Karangahake est bien plus qu’un musée de pierre et de rouille. C'est un lieu vivant, avec des tui et des kerū, des pigeons endémiques qui volent sans entrave au-dessus de nos têtes, avec le parfum agréable du mānuka, et des sentiers qui invitent les visiteurs, qu'ils soient marcheurs ou cyclistes. Un détour par les chutes d'eau d'Owharoa permet d'admirer un rideau d'eau parfait se déversant en cascade dans une piscine naturelle. Le café de la gare ferroviaire de Waikino, au bout de la route historique, propose un café fort, des muffins chauds et une incursion agréable dans le patrimoine ferroviaire de la région. Vous pouvez opter pour une courte promenade suivie d'un pique-nique au bord de la rivière, ou passer des heures à explorer des sentiers plus longs tels que le Crown Track, ou même faire une randonnée jusqu'au Waitawheta Hut pour une expérience complète de la nature sauvage.

Pensée à la fin!

Les Gorges de Karangahake sont bien plus qu’une simple promenade dans la nature ou une leçon d'histoire vivante. Elles sont un dialogue silencieux et profond entre les époques et les dimensions du temps, un pont invisible qui relie un passé troublé à un présent plein d'espoir. Sous la voûte verte de la forêt, les chuchotements des tūpuna résonnent, et chaque pas du visiteur résonne de l'écho des souvenirs, des chagrins, mais aussi d'un renouveau ininterrompu. Karangahake ne crie pas, n'exige pas d'attention bruyante, mais invite tranquillement, avec une force douce et une dignité ancestrale. Si vous avez la patience d'écouter vraiment, vous plongerez dans une histoire qui va bien au-delà de l'éclat de l'or. C’est une histoire de racines profondes, du courage de ceux qui ont labouré des chemins de pierre, de la renaissance de la nature à partir des blessures causées par l'homme, et du lien sacré qui unit l'homme à la terre.
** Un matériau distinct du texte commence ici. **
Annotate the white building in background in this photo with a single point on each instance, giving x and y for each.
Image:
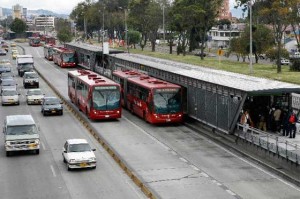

Karangahake est une invitation à se reconnecter avec son âme, à marcher avec respect sur les traces de ses ancêtres et à avancer, sage et épanoui. Cette porte ouverte sur le passé vous mènera vers un avenir où le respect de la nature et la mémoire collective brilleront autant que l'or caché dans les profondeurs de la terre. Alors, quand vous partirez d'ici, emportez avec vous les souvenirs, mais aussi le vœu de faire vivre l'histoire de ce lieu, d'en transmettre les mystères et d'y laisser votre empreinte, à pas comptés et à cœur ouvert. Karangahake est bien plus qu’un lieu sur la carte, c'est une légende vivante qui attend d'être vécue, ressentie et aimée.